The Stanford Web Credibility Project, which involves assessments of website credibility conducted by the Stanford University Persuasive Technology Lab, is an investigative examination of what leads people to believe in the veracity of content found on the Web. The goal of the project is to enhance website design and to promote further research on the credibility of Web resources.

The Web has become an important channel for exchanging information and services, resulting in a greater need for methods to ascertain the credibility of websites. In response, since 1998, the Stanford Persuasive Technology Lab (SPTL) has investigated what causes people to believe, or not, what they find online. SPTL provides insight into how computers can be designed to change what people think and do, an area called captology. Directed by experimental psychologist B.J. Fogg, the Stanford team includes social scientists, designers, and technologists who research and design interactive products that motivate and influence their users.

The ongoing research of the Stanford Web Credibility Project includes:

A study by the Stanford Web Credibility Project, How Do People Evaluate a Web Site's Credibility? Results from a Large Study, published in 2002, invited 2,684 "average people" to rate the credibility of websites in ten content areas. The study evaluated the credibility of two live websites randomly assigned from one of ten content categories: e-commerce, entertainment, finance, health, news, nonprofit, opinion or review, search engines, sports, and travel. A total of one hundred sites were assessed.

This study was launched jointly with a parallel, expert-focused project conducted by Sliced Bread Design, LLC. In their study, Experts vs. Online Consumers: A Comparative Credibility Study of Health and Finance Web Sites, fifteen health and finance experts were asked to assess the credibility of the same industry-specific sites as those reviewed by the Stanford PTL consumers.
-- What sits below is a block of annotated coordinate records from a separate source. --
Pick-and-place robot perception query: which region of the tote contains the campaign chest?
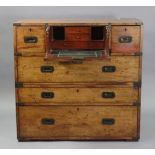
[13,19,143,141]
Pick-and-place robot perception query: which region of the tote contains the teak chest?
[14,19,143,141]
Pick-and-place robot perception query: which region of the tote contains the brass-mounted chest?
[14,19,143,141]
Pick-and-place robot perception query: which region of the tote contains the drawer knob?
[40,66,54,73]
[102,66,116,72]
[41,92,54,99]
[102,92,115,98]
[41,118,55,125]
[24,36,38,43]
[119,36,132,43]
[102,118,115,125]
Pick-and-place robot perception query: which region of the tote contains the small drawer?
[112,26,141,52]
[65,26,91,35]
[16,26,45,53]
[18,105,138,140]
[17,85,138,105]
[65,33,90,41]
[50,41,105,50]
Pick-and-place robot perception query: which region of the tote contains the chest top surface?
[14,18,143,25]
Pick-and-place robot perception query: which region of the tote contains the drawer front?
[16,26,45,53]
[65,33,90,41]
[65,26,90,35]
[50,41,105,50]
[112,26,141,52]
[17,56,139,83]
[17,87,138,105]
[18,106,137,139]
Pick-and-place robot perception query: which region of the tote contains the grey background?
[0,7,155,148]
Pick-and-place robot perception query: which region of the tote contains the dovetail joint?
[133,102,140,106]
[134,52,143,56]
[133,81,141,88]
[15,52,22,56]
[15,82,23,88]
[16,102,24,106]
[13,23,21,26]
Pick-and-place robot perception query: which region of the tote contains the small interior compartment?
[91,26,106,40]
[53,26,65,40]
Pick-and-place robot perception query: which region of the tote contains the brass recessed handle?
[24,36,38,43]
[41,92,54,99]
[102,118,115,125]
[119,36,132,43]
[40,66,54,73]
[102,92,115,98]
[102,66,116,73]
[41,118,55,125]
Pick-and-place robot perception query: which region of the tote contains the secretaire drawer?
[18,106,138,140]
[65,26,91,34]
[112,26,141,52]
[17,56,139,83]
[15,26,45,53]
[16,84,138,105]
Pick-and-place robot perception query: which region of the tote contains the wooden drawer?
[15,26,45,53]
[112,26,141,52]
[50,41,105,50]
[16,56,139,83]
[65,33,90,41]
[18,106,138,140]
[16,84,138,105]
[65,26,91,34]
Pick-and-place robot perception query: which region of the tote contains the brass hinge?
[132,136,140,141]
[13,23,21,26]
[134,52,143,56]
[16,102,24,106]
[133,81,141,89]
[132,102,140,106]
[15,52,22,56]
[15,82,23,88]
[109,49,112,56]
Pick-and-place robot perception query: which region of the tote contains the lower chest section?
[18,105,139,140]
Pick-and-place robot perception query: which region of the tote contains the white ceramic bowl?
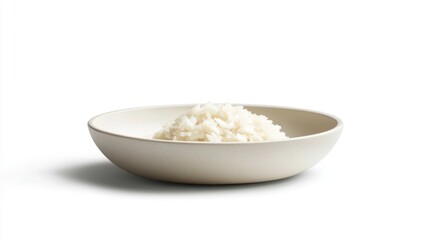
[88,105,343,184]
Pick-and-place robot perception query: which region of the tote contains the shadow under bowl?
[88,105,343,184]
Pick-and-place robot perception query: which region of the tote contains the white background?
[0,0,429,240]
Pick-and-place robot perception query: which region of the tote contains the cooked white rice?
[153,103,288,142]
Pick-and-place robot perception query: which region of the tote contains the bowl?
[88,105,343,184]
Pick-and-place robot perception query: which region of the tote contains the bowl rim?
[87,103,344,145]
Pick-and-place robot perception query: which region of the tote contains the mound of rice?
[153,103,288,142]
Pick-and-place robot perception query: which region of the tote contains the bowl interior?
[90,105,338,138]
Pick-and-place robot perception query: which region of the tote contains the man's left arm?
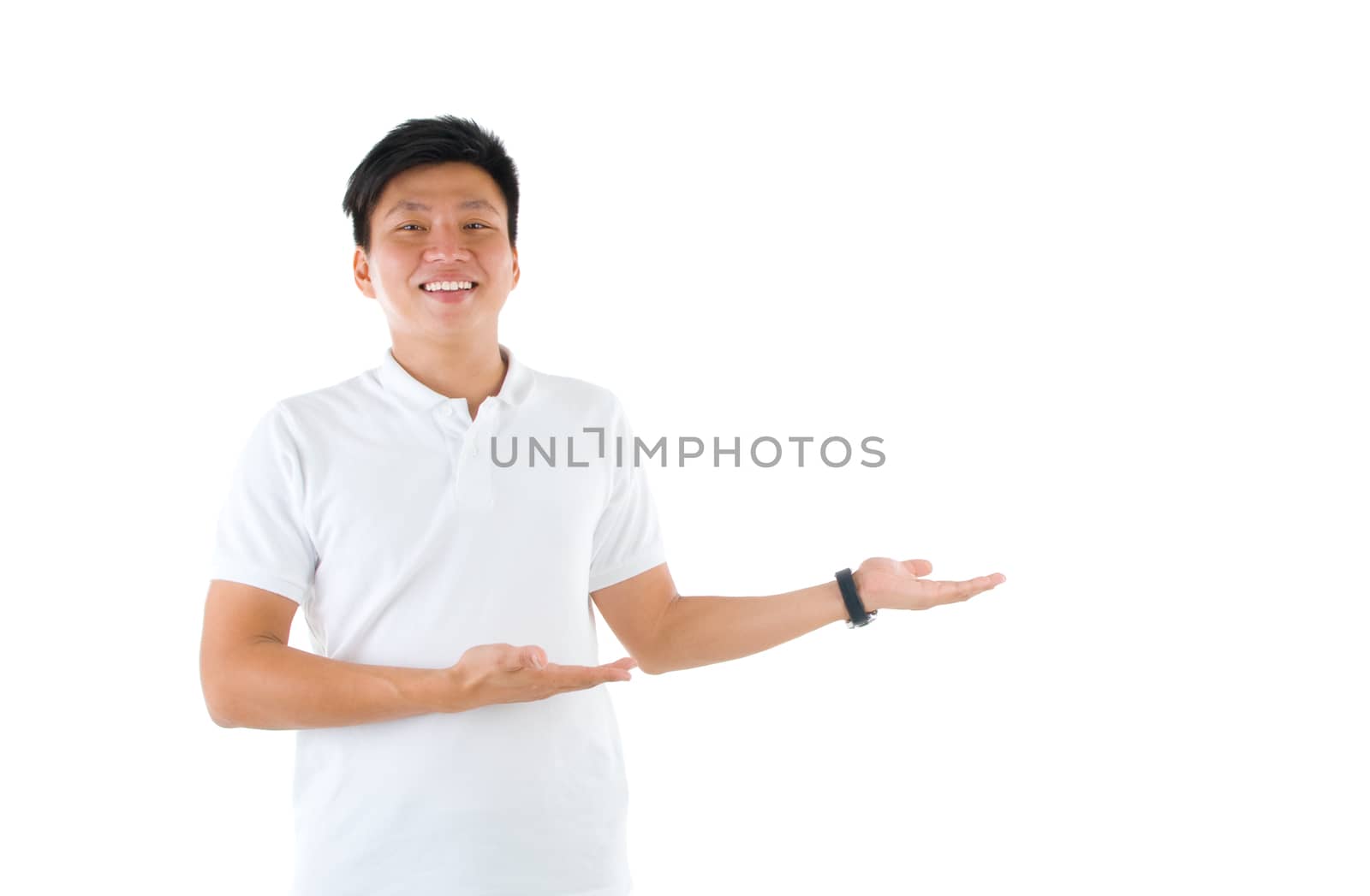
[591,558,1005,675]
The Sliced Bread Design study revealed that health and finance experts were far less concerned about the surface aspects of these industry-specific types of sites and more concerned about the breadth, depth, and quality of a site's information. Similarly, Consumer Reports WebWatch, which commissioned the study, has the goal to investigate, inform, and improve the credibility of information published on the World Wide Web. Consumer Reports had plans for a similar investigation into whether consumers actually perform the necessary credibility checks while online, and had already conducted a national poll concerning consumer awareness of privacy policies.